A steel fence will be built around Holyrood Palace and the parliament ahead of the G8 summit at Gleneagles.
The G8 leaders will gather at Gleneagles Hotel
BBC Scotland has learned that the police are to tighten security measures for the area as a precaution against rogue protestors.
Holyrood Palace and the new parliament building are seen as potential targets for possible trouble-making this July.
But the idea of the perimeter fence has been dubbed "ridiculous" by the G8 Alternative Group.
Spokeswoman Jill Hubbard said the structure, which will be up to eight feet high and made of steel mesh, was "totally over the top".
The bill for the fence, to be patrolled by scores of officers, is likely to be tens of thousands of pounds.
BBC Scotland's political correspondent, Glenn Campbell, said it was thought the reason for the move was more precautionary than in response to a specific threat.
It is understood that the Queen has dropped plans to stay at Holyrood during the summit, cancelling a summer garden party as a consequence.
Edinburgh is likely to be the focus for anti-capitalist protests as world leaders prepare to meet at the Perthshire summit between 6 July and 8 July.
The G8 summit takes place between 6 July and 8 July
Upwards of 100,000 people are expected at a Make Poverty History march in the capital on 2 July.
SNP deputy leader Nicola Sturgeon told the BBC's Politics Show that the move "may be a bit of an over-reaction".
She said: "I'm not sure, having just heard this, whether a steel fence is really required. It may in fact just act as a magnet for protesters."
Tory Mid-Scotland & Fife MSP Brian Monteith said politicians should defer to police intelligence, but questioned why the £431m parliament building was not sufficiently secure already.
He said: "I do rather wonder, after spending all the money on the Scottish Parliament, what we have in the way of a building which needs another fence to defend it.
"I do share a concern that the fence could itself act as a magnet for a parliament which will not be sitting when the G8 summit will be sitting."
The Liberal Democrat's Ross Finnie, a cabinet minister in the coalition Scottish Executive, said it was important to maintain security, but "the liberties of the individual and the right of peaceful protest is something we've got to get right".

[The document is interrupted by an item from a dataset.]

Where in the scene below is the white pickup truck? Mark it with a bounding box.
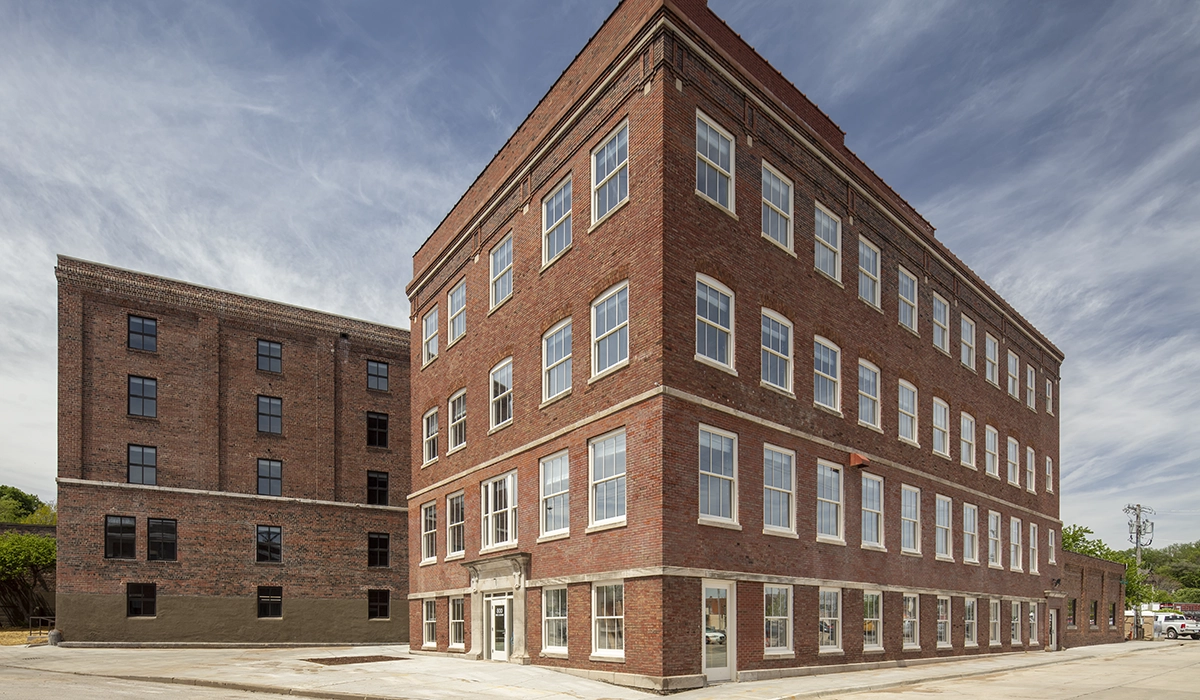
[1158,612,1200,639]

David Cairns, the Labour election candidate for Inverclyde, said he would not criticise the recommendations of the security forces and police.

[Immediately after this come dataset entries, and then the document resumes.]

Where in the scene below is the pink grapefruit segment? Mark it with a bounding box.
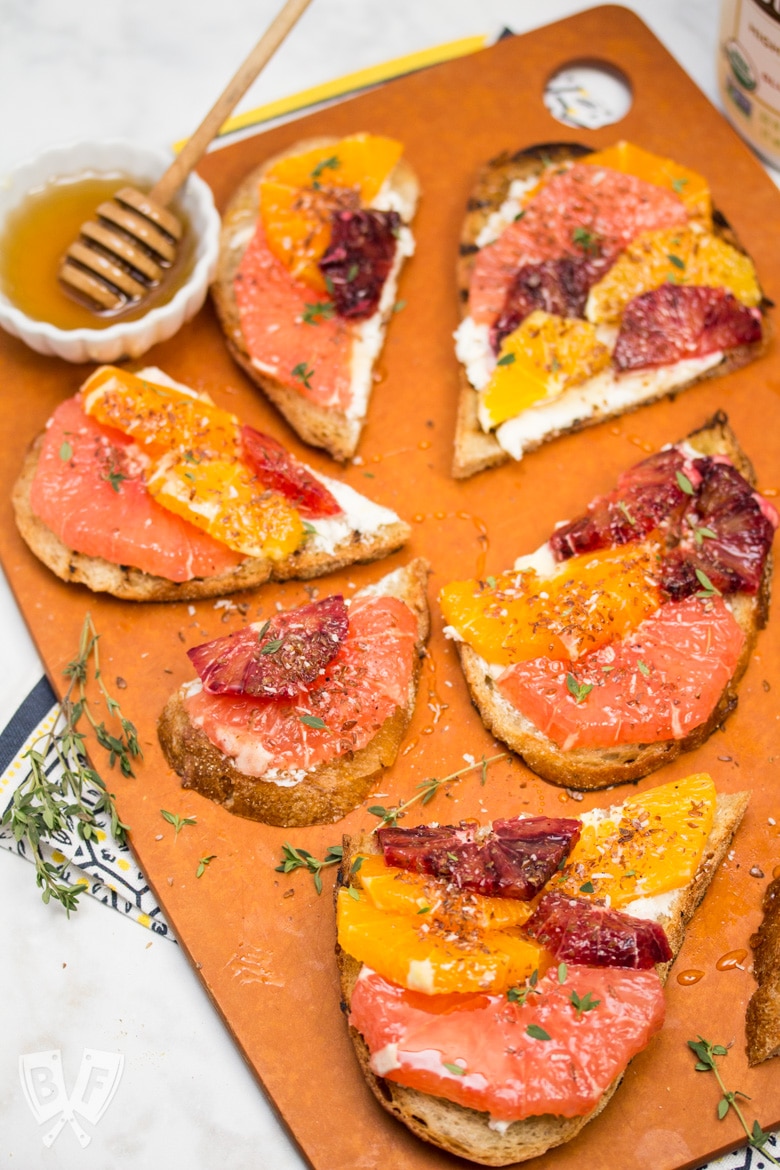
[497,595,744,751]
[469,162,689,324]
[234,221,355,411]
[184,594,418,776]
[349,965,665,1122]
[29,398,242,582]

He added: "The G8 has got an enormous agenda - it's talking about the future of Africa and global warming, two of the biggest issues facing our planet today.

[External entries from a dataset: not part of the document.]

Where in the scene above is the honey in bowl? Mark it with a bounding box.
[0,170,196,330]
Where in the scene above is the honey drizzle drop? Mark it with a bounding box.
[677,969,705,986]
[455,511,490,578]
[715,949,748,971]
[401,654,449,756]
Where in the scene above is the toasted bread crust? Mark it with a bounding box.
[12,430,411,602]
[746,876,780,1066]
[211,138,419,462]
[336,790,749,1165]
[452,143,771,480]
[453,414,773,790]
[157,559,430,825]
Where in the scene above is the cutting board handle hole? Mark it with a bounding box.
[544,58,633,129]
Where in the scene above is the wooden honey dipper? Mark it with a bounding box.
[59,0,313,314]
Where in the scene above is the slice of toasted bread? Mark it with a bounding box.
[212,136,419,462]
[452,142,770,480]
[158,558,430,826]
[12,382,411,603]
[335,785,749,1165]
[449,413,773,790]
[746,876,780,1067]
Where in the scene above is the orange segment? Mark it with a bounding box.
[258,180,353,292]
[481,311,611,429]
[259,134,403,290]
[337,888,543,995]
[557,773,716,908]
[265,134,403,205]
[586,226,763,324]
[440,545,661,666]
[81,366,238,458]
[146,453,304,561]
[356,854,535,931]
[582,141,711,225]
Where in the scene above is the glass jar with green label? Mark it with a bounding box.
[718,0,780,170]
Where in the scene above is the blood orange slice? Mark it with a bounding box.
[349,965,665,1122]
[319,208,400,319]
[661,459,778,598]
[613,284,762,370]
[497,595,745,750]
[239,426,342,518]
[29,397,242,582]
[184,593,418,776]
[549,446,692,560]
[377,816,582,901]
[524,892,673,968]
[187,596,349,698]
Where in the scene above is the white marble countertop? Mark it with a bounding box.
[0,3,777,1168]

"It's vitally important that people can turn up and protest peacefully, but if people are going to use this to forward their own kind of anarchist agenda, then clearly we've got to take every precaution against that."
No-one from the Association of Chief Police Officers in Scotland was available to comment but a spokeswoman for Lothian and Borders Police said: "We have looked at the possibility of some sort of security barrier around sites during the G8 Summit and the likelihood is that plan will go ahead."